I visited a friend from high school recently who shares my due date. We’re both expecting boys, only this is her first baby and my second baby. It was fun to listen to her talk about her little boy; his pattern of kicks, where he sat most of the time, etc. We went back to her house, where she showed me his ultrasound pictures neatly arranged by date in a little book. The crib was set up. A baby gym sat next to a chair in the living room. My friend smiled excitedly while talking about her son, still nestled under her striped maternity top.

Not gonna lie. I was feeling a little judg-ey. Haven’s crib (never used) has since become a landing place for laundry that I’ll eventually get to. My son’s ultrasound photo is stuffed in a binder (or my wallet, I can’t remember). Haven usually just plays with random items found around the house and her aunts and uncles. My diaper bag contains my wallet, makeup bag, changing pad, wipes, Cheerios (usually dumped at the bottom), and diapers (although, I forgot these last week when going to a baby shower). Damon has to remind me of my due date half the time. I haven’t even looked at boy clothes yet. A stranger at Walmart remarked how I looked almost ready to deliver (only 7 months…but thanks anyway). I’ve done this before. I don’t need those “fancy trappings” and baby monitors and crap. I’m experienced, dangit! I’m a “second-time mom”!

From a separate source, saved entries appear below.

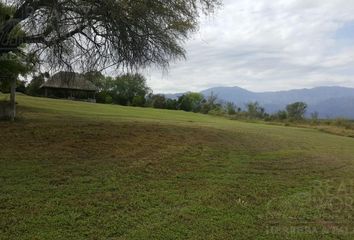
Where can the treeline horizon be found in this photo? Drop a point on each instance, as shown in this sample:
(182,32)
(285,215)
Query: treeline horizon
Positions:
(131,89)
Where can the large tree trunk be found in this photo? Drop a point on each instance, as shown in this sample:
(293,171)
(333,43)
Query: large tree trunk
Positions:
(13,100)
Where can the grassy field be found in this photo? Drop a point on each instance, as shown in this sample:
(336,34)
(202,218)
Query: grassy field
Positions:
(71,170)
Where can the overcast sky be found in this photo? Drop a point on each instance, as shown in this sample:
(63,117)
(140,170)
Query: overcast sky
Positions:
(264,45)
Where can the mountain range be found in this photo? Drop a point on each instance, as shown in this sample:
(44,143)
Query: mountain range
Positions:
(329,102)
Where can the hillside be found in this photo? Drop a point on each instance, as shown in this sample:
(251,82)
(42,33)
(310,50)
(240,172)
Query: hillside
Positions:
(329,102)
(72,170)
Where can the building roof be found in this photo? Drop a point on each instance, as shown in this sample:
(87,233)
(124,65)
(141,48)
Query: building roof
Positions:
(69,80)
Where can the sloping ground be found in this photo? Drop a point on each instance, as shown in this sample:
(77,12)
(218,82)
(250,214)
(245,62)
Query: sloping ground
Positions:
(72,170)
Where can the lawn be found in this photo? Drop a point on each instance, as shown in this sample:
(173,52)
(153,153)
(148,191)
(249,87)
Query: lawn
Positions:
(71,170)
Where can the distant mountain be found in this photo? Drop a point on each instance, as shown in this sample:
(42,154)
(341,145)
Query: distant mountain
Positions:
(329,102)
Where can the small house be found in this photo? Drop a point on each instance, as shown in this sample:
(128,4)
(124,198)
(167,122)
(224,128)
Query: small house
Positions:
(70,85)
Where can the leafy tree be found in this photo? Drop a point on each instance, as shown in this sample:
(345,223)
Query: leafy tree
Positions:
(230,108)
(190,102)
(255,111)
(138,101)
(102,33)
(296,111)
(37,81)
(99,34)
(171,104)
(158,101)
(210,103)
(127,87)
(281,115)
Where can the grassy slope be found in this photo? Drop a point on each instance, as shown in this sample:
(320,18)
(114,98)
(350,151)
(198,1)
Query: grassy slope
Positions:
(72,170)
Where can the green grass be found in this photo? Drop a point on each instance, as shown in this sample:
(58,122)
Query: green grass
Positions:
(71,170)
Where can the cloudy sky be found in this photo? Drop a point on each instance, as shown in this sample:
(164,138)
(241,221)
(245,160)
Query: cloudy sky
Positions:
(265,45)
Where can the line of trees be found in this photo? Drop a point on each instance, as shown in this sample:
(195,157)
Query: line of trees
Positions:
(132,90)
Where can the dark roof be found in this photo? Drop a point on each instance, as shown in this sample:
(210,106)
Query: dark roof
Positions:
(69,80)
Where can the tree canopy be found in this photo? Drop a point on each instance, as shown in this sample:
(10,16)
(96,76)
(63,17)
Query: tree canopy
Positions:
(92,33)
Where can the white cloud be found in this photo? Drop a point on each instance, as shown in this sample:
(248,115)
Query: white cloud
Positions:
(266,45)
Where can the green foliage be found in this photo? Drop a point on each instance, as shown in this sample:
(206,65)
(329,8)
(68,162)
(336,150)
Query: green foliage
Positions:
(91,171)
(122,33)
(210,103)
(158,101)
(296,111)
(255,111)
(126,87)
(33,87)
(190,102)
(231,108)
(280,115)
(171,104)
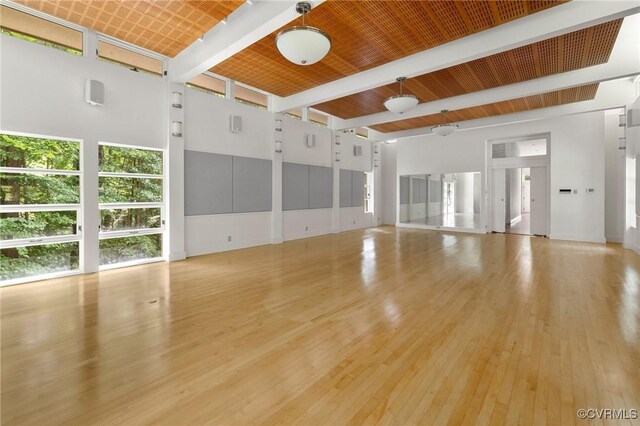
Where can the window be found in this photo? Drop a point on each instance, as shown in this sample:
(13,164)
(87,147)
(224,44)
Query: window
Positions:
(130,197)
(128,58)
(523,148)
(208,84)
(318,118)
(251,97)
(294,113)
(37,30)
(40,228)
(368,192)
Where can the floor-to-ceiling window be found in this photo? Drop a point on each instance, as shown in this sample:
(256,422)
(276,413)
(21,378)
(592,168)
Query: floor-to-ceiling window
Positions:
(131,204)
(40,232)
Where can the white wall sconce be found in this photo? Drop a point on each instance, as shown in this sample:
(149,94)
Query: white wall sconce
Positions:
(176,129)
(622,144)
(310,140)
(176,100)
(94,93)
(235,123)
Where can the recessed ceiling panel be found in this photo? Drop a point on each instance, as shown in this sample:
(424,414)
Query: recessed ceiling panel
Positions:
(579,49)
(545,100)
(366,34)
(166,27)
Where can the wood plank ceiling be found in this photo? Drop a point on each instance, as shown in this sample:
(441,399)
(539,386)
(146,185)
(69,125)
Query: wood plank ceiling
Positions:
(579,49)
(545,100)
(166,27)
(366,34)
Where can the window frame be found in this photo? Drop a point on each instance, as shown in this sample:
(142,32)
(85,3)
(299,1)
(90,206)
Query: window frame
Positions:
(78,237)
(107,235)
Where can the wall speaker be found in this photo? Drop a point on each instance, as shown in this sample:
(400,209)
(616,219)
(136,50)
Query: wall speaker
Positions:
(94,92)
(235,123)
(310,140)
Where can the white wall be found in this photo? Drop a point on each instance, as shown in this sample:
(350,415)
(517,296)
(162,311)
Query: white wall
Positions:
(42,93)
(389,184)
(354,217)
(577,161)
(464,193)
(614,177)
(310,222)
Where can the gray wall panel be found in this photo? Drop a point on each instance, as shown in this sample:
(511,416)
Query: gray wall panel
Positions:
(345,188)
(207,181)
(357,189)
(423,191)
(295,186)
(320,187)
(404,189)
(251,185)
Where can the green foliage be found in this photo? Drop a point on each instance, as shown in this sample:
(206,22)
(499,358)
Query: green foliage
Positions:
(118,159)
(37,260)
(116,250)
(38,153)
(36,189)
(121,219)
(36,224)
(129,190)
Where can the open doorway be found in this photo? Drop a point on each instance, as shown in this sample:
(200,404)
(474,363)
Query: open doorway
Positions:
(519,185)
(520,195)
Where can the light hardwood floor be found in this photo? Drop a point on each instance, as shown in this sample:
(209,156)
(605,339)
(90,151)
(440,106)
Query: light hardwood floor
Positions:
(374,326)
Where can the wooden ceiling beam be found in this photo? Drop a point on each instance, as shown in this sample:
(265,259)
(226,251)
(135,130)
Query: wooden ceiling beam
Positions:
(548,23)
(246,26)
(611,94)
(623,62)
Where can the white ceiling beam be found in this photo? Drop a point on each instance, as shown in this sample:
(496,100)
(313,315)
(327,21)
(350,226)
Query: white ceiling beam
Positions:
(245,26)
(623,62)
(552,22)
(612,94)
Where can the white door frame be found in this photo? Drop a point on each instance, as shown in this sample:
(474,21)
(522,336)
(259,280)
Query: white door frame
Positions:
(516,163)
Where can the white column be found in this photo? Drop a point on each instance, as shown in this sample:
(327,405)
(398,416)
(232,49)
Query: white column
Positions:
(174,187)
(336,151)
(90,212)
(276,197)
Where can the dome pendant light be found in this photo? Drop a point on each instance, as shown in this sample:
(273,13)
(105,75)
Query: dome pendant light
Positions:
(402,102)
(444,129)
(303,45)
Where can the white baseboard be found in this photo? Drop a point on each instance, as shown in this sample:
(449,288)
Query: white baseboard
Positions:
(308,234)
(580,238)
(179,255)
(216,248)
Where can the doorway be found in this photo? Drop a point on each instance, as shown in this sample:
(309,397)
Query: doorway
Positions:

Then I realized how condescending and dickish I was being. Because I was just like my friend while pregnant with Haven.

Starting at 21 weeks, I started fretting over the best nursery theme. I texted my mom while at Joann’s trying to figure out if a forest theme or aquarium theme would do best. Maybe butterflies. They had sparkly butterflies the size of 2 dimensional cantaloupes. Wow….that was a stupid analogy. Babies steal IQ points along with your waistline. I’ll probably be a steaming vegetable by the time my last baby pops out. Anyways!  I took a bump photo every week. Every Friday. Scrutinizing each one for subtle differences. I spent no less than 60 hours decorating her nursery, folding onesies, refolding onesies, feeling guilty for not washing them with sensitive detergent prior, arranging diapers in the bassinet by size, buying new onesies, reading pregnancy forums, comparing her size to fruit at the grocery store, wandering around Target admiring headbands with oversized flowers, supplying my labor and delivery bag with mini conditioner and the perfect going-home outfit, religiously taking my folic acid and fish oil, wondering when I would finally go into labor, stressing over pediatricians…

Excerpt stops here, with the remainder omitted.